La settimana della moda a Londra è anticipata da una protesta che torna a farsi sentire e sempre con maggior forza: l’anoressia è uno dei peggiori mali dei nostri tempi, colpisce in modo sconvolgente le generazioni giovanili e determina masse nascoste di popolazione in preda a forti sofferenze psicologiche che degenerano in disordini alimentari e malessere fisico. Tutto ciò, però, senza che ci si muova contro uno dei mali più infidi del momento. L’appello giunge dal Royal College of Psychiatrists e tira in ballo direttamente Internet.
Si stima che nel solo Regno Unito siano 1.6 milioni le persone coinvolte in disagi ricollegabili all’alimentazione, ed il 90% di queste siano ragazze di giovane età. Nel momento in cui Internet è il loro punto di riferimento principale per comunicare ed informarsi, è la Rete il punto privilegiato per identificare i flussi comunicativi più pericolosi. Il Royal College of Psychiatrists, infatti, ha sottolineato l’esplosione dei siti “pro-ana” e “pro-mia” (siti web ove si incoraggia a pratiche tipiche dell’anoressia e della bulimia), ove le persone coinvolte si incoraggiano a vicenda, si scambiano consigli e pensieri, “normalizzando” quella che invece è una vera e propria malattia. «Allo stesso modo, le passerelle degli eventi della moda come la London Fashion Week possono agire come una vetrina per le donne sottopeso».

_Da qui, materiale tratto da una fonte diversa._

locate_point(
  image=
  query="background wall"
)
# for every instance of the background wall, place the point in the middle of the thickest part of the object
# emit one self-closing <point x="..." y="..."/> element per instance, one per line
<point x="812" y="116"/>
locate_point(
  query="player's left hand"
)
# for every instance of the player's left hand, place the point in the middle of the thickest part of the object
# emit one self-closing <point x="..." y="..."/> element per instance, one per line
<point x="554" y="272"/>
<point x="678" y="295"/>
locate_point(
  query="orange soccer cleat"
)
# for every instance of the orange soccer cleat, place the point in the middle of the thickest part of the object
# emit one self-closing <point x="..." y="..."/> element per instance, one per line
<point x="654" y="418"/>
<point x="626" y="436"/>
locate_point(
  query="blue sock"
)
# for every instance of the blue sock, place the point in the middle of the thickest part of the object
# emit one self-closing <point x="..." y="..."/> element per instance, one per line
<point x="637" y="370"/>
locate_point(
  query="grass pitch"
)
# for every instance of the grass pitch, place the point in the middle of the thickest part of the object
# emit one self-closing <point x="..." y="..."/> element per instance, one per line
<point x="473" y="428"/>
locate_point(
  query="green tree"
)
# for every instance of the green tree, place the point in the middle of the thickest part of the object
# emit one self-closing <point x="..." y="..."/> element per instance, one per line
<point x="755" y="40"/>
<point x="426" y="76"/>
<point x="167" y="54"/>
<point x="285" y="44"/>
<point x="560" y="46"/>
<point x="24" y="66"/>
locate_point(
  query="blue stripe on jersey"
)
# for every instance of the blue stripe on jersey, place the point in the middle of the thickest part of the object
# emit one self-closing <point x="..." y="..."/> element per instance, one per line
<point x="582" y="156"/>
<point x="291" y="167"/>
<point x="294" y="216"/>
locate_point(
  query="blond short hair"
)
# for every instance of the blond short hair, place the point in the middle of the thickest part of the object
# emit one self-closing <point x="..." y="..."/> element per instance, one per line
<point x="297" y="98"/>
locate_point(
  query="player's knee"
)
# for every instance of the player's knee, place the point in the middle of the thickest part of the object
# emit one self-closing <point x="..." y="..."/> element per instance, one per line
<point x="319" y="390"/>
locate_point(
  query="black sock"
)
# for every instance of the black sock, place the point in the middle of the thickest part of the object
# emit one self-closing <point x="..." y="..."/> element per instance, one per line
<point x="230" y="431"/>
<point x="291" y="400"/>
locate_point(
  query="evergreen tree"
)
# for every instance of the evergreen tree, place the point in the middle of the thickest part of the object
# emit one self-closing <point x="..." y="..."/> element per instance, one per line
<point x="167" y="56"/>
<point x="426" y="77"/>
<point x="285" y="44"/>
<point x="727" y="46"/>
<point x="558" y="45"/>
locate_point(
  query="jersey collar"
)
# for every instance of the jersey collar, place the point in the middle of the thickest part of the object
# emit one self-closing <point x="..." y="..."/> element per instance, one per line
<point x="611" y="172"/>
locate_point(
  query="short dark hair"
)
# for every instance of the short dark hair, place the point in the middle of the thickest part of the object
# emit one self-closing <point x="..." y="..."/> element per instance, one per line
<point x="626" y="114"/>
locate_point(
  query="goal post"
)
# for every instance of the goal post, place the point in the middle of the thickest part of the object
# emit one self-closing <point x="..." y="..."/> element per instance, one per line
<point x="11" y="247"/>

L’appello degli psichiatri è rivolto al Governo, affinché faccia qualcosa per limitare il proliferare di siti tanto dannosi. Il problema, infatti, è sostanzialmente di natura culturale ed è da questo punto di vista che occorre lavorare per limitare il fenomeno. Nella settimana della moda, quindi, anche il Regno Unito va a muoversi dove in precedenza hanno dimostrato sensibilità particolare già Francia e Italia. Nel nostro paese l’approccio è simile a quello che vorrebbero tenere oltre Manica: una azione sui motori di ricerca potrebbe portare gli utenti verso siti di informazione reale sul problema, anziché verso quelli pro-ana. Nell’impossibilità tecnica e legale di agire sui risultati, però, l’unico tentativo plausibile è quello di un sito istituzionale che scali il posizionamenti e tenti di occupare posizioni forti sulle query di maggior rilievo. In Italia l’esperimento prende origine da TimShel.it.
Una proposta di legge che renda illegali i siti pro-ana è ad oggi ferma in Commissione Giustizia, ma il parto sarebbe comunque problematico: la bozza Lorenzin-Costa creerebbe il reato di “istigazione al ricorso a pratiche alimentari idonee a provocare l’anoressia o la bulimia”, ma punirebbe i media senza invece andare a coinvolgere altri strumenti la cui responsabilità è probabilmente preventiva e fondamentale. Agire contro i siti pro-ana, insomma, è tutt’altro che semplice. La presa di coscienza sul problema e gli appelli ripetuti durante la settimana della moda, però, sono un primo fondamentale passo avanti.